Alzheimer’s disaster is no longer ’emerging’

Tomorrow on World Alzheimer’s Day, the Alzheimer’s Association recognizes the efforts of the Obama Administration for bringing stakeholders to the table to begin an important dialogue on how best to address the Alzheimer epidemic. The meeting will include representatives of the Alzheimer community, policymakers from across the federal government, Alzheimer researchers, people with Alzheimer’s and care providers to exchange objectives and strategies on how to overcome the growing Alzheimer epidemic. Harry Johns, the President and CEO of the Alzheimer’s Association®, will be among the participants in the meeting.

The meeting will come on the heels of the delivery of more than 100,000 petition signatures to members of Congress from Johns and 40 Alzheimer researchers and scientists who tomorrow morning will complete the Alzheimer’s Breakthrough Ride on Capitol Hill. The Ride, which began on July 17 in San Francisco, was led by scientist Bruce Lamb, Ph.D, an Associate Professor in the Department of Molecular Medicine at the Cleveland Clinic Lerner College of Medicine, and the Alzheimer’s Association.
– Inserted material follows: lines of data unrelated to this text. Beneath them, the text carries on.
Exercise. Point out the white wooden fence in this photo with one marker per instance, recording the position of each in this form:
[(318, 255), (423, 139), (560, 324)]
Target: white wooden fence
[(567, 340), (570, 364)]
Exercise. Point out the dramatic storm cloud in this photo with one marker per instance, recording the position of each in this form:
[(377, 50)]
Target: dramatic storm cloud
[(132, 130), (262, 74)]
The ride included 55 scientists from around the country who cycled 4,500 miles to call attention to both the lack of a national strategy to address Alzheimer’s and the chronic underinvestment in Alzheimer research.
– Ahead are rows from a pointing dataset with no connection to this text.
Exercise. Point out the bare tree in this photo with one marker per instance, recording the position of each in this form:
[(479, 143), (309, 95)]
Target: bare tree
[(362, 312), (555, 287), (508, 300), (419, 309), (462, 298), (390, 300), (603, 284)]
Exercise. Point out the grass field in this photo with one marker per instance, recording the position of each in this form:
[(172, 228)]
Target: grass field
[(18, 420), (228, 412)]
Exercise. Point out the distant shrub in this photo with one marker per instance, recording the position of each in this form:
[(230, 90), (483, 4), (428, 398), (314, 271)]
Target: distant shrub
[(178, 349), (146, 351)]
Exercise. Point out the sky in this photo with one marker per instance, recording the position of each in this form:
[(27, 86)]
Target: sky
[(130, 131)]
The effort of scientists to call attention to the grave public health threat of Alzheimer’s coincides with the release of the World Alzheimer Report 2010 from Alzheimer’s Disease International (ADI), the most up to date and comprehensive global estimate of the economic and societal impact of Alzheimer’s and other dementias.

Echoing sentiments from the 100,000 petition signers, Johns plans to stress the fact there is no substitute for a coordinated national strategy to systematically address the grave public health threat of Alzheimer’s to the country. Johns’ message to attendees will be clear: With the first wave of baby boomers turning 65 next year and advancing into the age of greater risk for developing the disease, the Alzheimer’s disaster is no longer “emerging.” It is upon us and government must act decisively to address it.

The Association recognizes there have been government initiatives in recent years that have provided some assistance to the growing numbers of families with Alzheimer’s, including some provisions in the Affordable Care Act. Those contributions are appreciated, yet none of them have the potential to address the fundamental drivers of the Alzheimer epidemic. Today there is no treatment that stops or even slows the progression of Alzheimer’s.

The rising prevalence of Alzheimer’s disease should be a wake-up call to the nation. In addition to the emotional, physical and financial toll Alzheimer’s disease has on families; it will also have a significant impact on U.S. government spending in the years ahead. Total costs of care for individuals with Alzheimer’s and other dementias will soar from $172 billion in 2010 to more than $1 trillion in 2050, with Medicare costs increasing more than 600 percent, from $88 billion today to $627 billion in 2050. During the same time period, Medicaid costs will soar 400 percent, from $34 billion to $178 billion.

“The American public understands we have a real disaster on our hands – more than 100,000 citizens signed a petition attesting to this fact,” says Johns. “An estimated 5.3 million Americans living today with Alzheimer’s – they have known it personally; their 11 million caregivers understand as well and certainly the 78 million baby boomers whose risk of developing the disease increases with each passing day have growing understanding,” continues Johns. “What we need is for the nation’s leaders to prove they understand what’s at stake. It is no longer acceptable to simply hope for the best. We need immediate, meaningful action and we are hopeful that this meeting will trigger such a response. Looking back to this meeting, that is how we will judge its value.”

Ultimately solving the Alzheimer epidemic – with its far reaching impact on families, the economy, Medicare, and Medicaid – depends on having a comprehensive, coordinated national strategy that addresses both the threat and the underinvestment in research. This is why the Alzheimer’s Association is urging passage and enactment of the National Alzheimer’s Project Act (S. 3036/H.R. 4689). The legislation, offered by Senators Evan Bayh (D-IN) and Susan Collins (R-ME) and Representatives Ed Markey (D-Mass.) and Christopher Smith (R-NJ), would create a National Alzheimer’s Project Office and an inter-agency Advisory Council responsible for developing a national plan to overcome the Alzheimer epidemic. The new office would lead the public health response to the epidemic through a more focused, coordinated, comprehensive and intentional approach.

The Association trusts that the White House meeting will prove to be an important step forward. As the leading voluntary health organization in Alzheimer care, support and research, the Association will continue to seek opportunities to convey to the nation’s leaders the scale of the crisis, the need for a strategy and a research investment that signals an understanding of that scale. The Association will also continue to represent to Capitol Hill, to the White House and in Congressional districts the growing multitude of families with Alzheimer’s and dementia until a world without Alzheimer’s is a reality.